Roberts is one pitcher who realizes that. The right-hander did not use it much last season and wants to focus on changing that in 2014.
"It's really a pitch, if you don't make a focus to throw it, you're probably not going to throw it," Roberts said.
"I throw a four-seam [changeup]," Roberts said. "I mainly just throw four-seam fastballs. So if you throw a two-seam fastball, you want to throw a two-seam changeup. I throw a four-seam. It's more of a straight changeup right now."
The problem for Roberts is remembering to use the changeup; the fastball-breaking ball combination is not just sexy to fans, it is to pitchers as well.
"Once you learn a breaking ball, a lot of people kind of fall in love with it," Roberts said. "I know I've kind of fallen into that trap throughout my career.
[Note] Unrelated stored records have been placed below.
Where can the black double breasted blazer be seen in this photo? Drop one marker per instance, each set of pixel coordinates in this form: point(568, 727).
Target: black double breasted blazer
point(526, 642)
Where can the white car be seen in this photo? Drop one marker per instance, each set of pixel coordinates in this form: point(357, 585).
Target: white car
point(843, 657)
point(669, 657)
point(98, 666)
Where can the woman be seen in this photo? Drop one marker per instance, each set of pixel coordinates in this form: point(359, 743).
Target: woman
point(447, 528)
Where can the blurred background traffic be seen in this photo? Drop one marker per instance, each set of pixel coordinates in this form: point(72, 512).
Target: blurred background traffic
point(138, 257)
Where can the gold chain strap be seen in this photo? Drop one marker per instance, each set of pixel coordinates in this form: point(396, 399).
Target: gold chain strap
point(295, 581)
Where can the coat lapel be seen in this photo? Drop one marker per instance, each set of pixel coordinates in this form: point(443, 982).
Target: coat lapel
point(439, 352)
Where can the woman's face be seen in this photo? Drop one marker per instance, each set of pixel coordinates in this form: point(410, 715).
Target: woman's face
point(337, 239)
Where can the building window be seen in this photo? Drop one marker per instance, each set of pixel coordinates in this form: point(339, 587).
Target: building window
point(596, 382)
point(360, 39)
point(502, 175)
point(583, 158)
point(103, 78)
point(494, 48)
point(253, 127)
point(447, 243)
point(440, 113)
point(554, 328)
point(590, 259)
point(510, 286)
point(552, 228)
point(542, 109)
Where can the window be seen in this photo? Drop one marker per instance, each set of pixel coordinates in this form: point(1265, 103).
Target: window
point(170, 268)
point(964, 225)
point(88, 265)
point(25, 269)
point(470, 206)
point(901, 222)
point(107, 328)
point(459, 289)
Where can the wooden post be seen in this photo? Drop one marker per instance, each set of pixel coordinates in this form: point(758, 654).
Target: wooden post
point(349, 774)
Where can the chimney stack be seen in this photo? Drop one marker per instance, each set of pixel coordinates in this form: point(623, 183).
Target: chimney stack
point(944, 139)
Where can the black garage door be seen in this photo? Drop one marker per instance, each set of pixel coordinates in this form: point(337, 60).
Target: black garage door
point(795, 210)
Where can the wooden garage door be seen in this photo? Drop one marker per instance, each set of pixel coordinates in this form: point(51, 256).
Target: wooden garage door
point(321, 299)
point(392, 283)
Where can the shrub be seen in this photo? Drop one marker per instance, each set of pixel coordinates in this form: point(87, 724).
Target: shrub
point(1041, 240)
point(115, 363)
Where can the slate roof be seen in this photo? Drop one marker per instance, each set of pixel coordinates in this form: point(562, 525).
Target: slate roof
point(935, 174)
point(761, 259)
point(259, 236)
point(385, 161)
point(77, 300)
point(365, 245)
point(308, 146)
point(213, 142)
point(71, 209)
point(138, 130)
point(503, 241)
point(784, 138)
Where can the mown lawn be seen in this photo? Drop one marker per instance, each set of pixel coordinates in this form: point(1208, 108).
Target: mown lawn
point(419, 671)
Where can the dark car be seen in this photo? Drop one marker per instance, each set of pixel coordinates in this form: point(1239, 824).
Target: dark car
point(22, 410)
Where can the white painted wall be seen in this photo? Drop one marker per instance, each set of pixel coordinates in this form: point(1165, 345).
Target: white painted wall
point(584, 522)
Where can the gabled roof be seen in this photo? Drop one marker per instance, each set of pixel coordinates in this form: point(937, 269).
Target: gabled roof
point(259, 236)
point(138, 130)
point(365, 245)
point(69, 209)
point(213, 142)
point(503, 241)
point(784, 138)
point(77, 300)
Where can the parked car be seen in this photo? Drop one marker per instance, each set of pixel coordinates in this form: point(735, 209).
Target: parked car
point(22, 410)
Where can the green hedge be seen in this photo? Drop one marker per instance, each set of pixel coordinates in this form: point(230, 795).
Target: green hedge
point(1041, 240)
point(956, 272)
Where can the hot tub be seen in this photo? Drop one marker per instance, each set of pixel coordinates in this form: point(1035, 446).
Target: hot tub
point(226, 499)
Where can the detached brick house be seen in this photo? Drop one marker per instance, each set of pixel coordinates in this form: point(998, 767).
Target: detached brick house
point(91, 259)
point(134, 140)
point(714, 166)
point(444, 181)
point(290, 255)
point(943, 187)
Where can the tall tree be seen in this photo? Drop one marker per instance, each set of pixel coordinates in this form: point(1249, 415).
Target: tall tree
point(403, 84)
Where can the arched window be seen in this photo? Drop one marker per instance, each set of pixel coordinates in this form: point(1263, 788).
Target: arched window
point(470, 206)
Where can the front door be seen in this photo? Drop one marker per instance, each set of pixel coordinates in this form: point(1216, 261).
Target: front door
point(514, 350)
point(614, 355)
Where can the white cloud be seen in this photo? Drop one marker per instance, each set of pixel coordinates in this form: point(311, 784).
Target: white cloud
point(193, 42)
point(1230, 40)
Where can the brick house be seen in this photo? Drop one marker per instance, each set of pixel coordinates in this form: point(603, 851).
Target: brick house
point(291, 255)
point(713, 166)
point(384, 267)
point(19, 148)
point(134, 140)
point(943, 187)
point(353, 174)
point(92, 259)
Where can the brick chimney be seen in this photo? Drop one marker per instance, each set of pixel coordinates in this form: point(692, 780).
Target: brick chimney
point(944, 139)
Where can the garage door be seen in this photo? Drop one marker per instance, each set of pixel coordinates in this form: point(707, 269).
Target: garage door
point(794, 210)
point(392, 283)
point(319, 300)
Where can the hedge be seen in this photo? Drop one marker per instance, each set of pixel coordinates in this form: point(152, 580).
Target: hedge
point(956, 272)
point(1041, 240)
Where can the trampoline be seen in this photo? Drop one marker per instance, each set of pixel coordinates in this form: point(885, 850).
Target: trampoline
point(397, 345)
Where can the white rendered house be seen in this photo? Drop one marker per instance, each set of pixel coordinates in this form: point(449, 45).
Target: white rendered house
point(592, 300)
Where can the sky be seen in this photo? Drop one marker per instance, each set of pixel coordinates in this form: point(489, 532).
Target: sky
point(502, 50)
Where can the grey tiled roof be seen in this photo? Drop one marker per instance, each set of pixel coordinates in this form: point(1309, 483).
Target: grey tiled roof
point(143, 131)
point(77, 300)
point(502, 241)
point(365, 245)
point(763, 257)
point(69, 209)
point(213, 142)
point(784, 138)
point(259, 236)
But I think if you can mix in changeups with breaking balls and then locate your fastball, you’re going to be tough to beat."
Just like Roberts is making a concerted effort to develop his changeup in 2014, relievers Tejeda and Crockett are also working on that growth this season.
Tejeda uses a three-finger grip on his changeup, a pitch he picked up in 2011. Since he started using it late, Tejeda is utilizing this season to work on his changeup and called it "very important" for him in 2014.
Crockett feels the same way, especially since he got away from the pitch in recent years. Like Roberts, the left-handed Crockett started using his fastball-slider combination more in college and in his first exposure to professional baseball in 2013.
"I try to throw it at least once every game," Crockett said. "[The organization is] always looking at how many pitches you have, what you can use to get guys out, and just having that extra pitch that you can throw just lets them know you can go in there and get different guys out. If somebody up in the big leagues is a good slider-fastball hitter, you've got to have something else to get them out."
"I changed up my grip a little bit in the offseason and I've been getting pretty good results with it so far," Crockett said. "I used to use a two-seam grip and now I'm using a four-seam."
Since Crockett is a left-handed reliever, he runs the risk of becoming a matchup pitcher only brought in to face one left-handed batter. Developing his changeup, a pitch that is particularly effective against right-handed batters, is something Crockett feels can let him go for a whole inning, not just one batter.
A changeup is harder to scout and not as sexy, but that pitch can make or break a pitcher. Harris remarked that velocity is what gets pitchers drafted and their foot in the door.
"Once you get your foot in the door, velocity will keep you around," Harris said. "But you've really got to figure out how to get people out… [The changeup's] a feel pitch, so it definitely takes time to develop…
"[It's a] forgotten, but very important and necessary pitch to have."